If you should find yourself the unfortunate owner of an utterly dead iPod that is out of warranty and beyond resurrection as that music player you once loved so much, there is still a variety of things you can do with it.
You’re past the denial stage where you sat rocking back and forth in the corner of your room for hours, cold and alone, clutching it close to your chest, repeatedly holding down special key combinations, hoping that suddenly your iPod would turn back on. You took it to a friend skilled in the art of soldering. He opened up your iPod, gently reconnected all the aged connections, and perhaps even replaced the FireWire port on your first-generation iPod, all to no avail. You tried new batteries and even an odd voodoo ritual that you discovered online. Nothing has worked. You’ve finally come to grips with the dreadful reality of it all: your iPod is dead.
Although everything has seemed hopeless during your futile attempts to resurrect your iPod, don’t throw it away in frustration. There are several different things you can do with it, and this hack will discuss several of the possibilities.
You’re already in serious withdrawal from the days and days of personalized music you are used to having streamed to your ears by your little white friend. You need to replace your iPod. Here are three ideas for ways to recoup some of the money you invested in your dead iPod, either to help in the purchase of your next iPod or simply to pad your wallet:
- Repeat after me: eBay (http://www.ebay.com) is the seller’s friend.
If you have a broken iPod, chances are, there is a technician obsessed with buying things on eBay who is willing to spend some money on your iPod just to see if he can resurrect it. A quick search on eBay for “broken iPod” will turn up lots of results. As I write this, there are 43 minutes left on an auction featuring a dead 20 GB iPod with 17 bids on it that is currently going for $83. That’s almost a third of the way to an iPod mini!
- Mantra #2: people pay more for iPod parts than for an entire iPod.
If you decided to build your own iPod from scratch, you would quickly discover that buying all the necessary parts would cost you more than buying it complete from Apple. Why? Because Apple is a big corporation with the resources to buy in serious bulk, which helps drive down the prices on the materials. You are just you with a dead iPod. However, there are probably lots of other people in similar situations to yours who still think they can fix their broken iPods with that magic part. Pop open your iPod and carefully remove any parts that aren’t broken. Sell the screen. Sell the hard drive. Sell the earbuds. Sell every bit you can. Make sure you say that you cannot guarantee that any of these items will actually work. It won’t matter. Someone will buy them.
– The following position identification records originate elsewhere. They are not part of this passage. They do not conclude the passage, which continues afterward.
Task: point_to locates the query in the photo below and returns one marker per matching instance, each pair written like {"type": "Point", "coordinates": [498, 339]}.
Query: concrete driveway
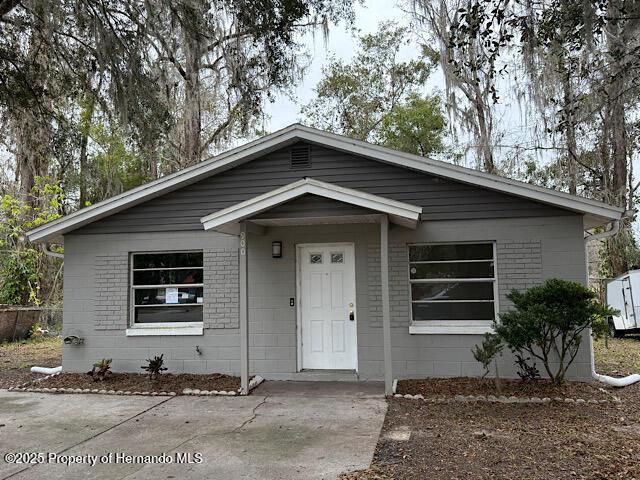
{"type": "Point", "coordinates": [282, 431]}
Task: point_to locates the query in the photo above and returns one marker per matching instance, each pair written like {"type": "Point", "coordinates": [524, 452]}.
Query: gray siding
{"type": "Point", "coordinates": [313, 206]}
{"type": "Point", "coordinates": [441, 199]}
{"type": "Point", "coordinates": [529, 251]}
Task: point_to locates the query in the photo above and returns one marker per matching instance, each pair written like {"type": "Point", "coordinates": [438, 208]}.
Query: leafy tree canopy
{"type": "Point", "coordinates": [376, 97]}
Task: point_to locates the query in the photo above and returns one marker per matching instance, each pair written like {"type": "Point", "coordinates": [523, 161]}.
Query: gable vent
{"type": "Point", "coordinates": [300, 156]}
- A final tip: international sales might bring a higher payday.
When you’re auctioning off all these items, make sure that you offer to sell and ship them internationally. iPods are more expensive outside the U.S. (and sometimes harder to come by), so if you are selling parts that might help repair some poor Brit’s ailing iPod, he will be likely to pay more than possible U.S. customers. Also, point out to them that the high taxes for importing a fully functional iPod won’t apply to the parts you are selling. Make sure your auction states that the buyer pays for the actual shipping cost, because international shipping is pricey.
If you don’t want to pay eBay’s fees, you could try to barter or sell your dead iPod or its parts on craigslist ( http://www.craigslist.org). If, on the other hand, you are a wealthy person who has five or more iPods lying about and you don’t want to bother with eBay or craigslist, there are other things you can do with your dead iPod.
Here’s a short, no-frills list of other things you can do with your dead iPod:
If it’s just the battery that is dead, use it as a portable hard drive.
Use your dead iPod as a stylish paperweight, bookend (assuming you’ve got two), or doorstop.
Open your iPod [Hack #15] , [Hack #16] , [Hack #17] . Gut the iPod, seal the case with a watertight adhesive such as the silicone used in fish tanks, and fill it with water and sea monkeys. Watch ‘em grow!
Gut the iPod and seal the case with a watertight adhesive. Leave the space where the screen was out and open. Drill small holes in the back of the iPod for drainage. Fill your deceased iPod with soil and the seeds of your favorite small flower or grass. Water and watch ‘em grow! Voilá—your own stylish Manhattan-apartment sized garden!
Use the dead iPod to test the moral fiber of your friends, neighbors, and coworkers. Leave it lying around and watch to see if anyone takes it!
Use it as a people-repellant: sure, it might be broken, but nobody else has to know. Put those earphones in and walk around town ignoring people as you please, pretending that you are in your own little portable music world, impervious to their intrusive “Can I interest you in taking a brief survey?” type of questions. This is also a good way to listen in on unsuspecting suspects when you start up your own private detective agency.
Find a really small portable color TV. Remove all of its insides. Gut the iPod. Squeeze the TV’s innards into the gutted iPod’s case. Cause a media storm with your announcement that you’ve found the fabled video iPod!
Think of your dead iPod as a crafts project waiting to happen. Be creative, and have fun! The important thing is to make sure that you aren’t focusing on your recent loss. Life goes on.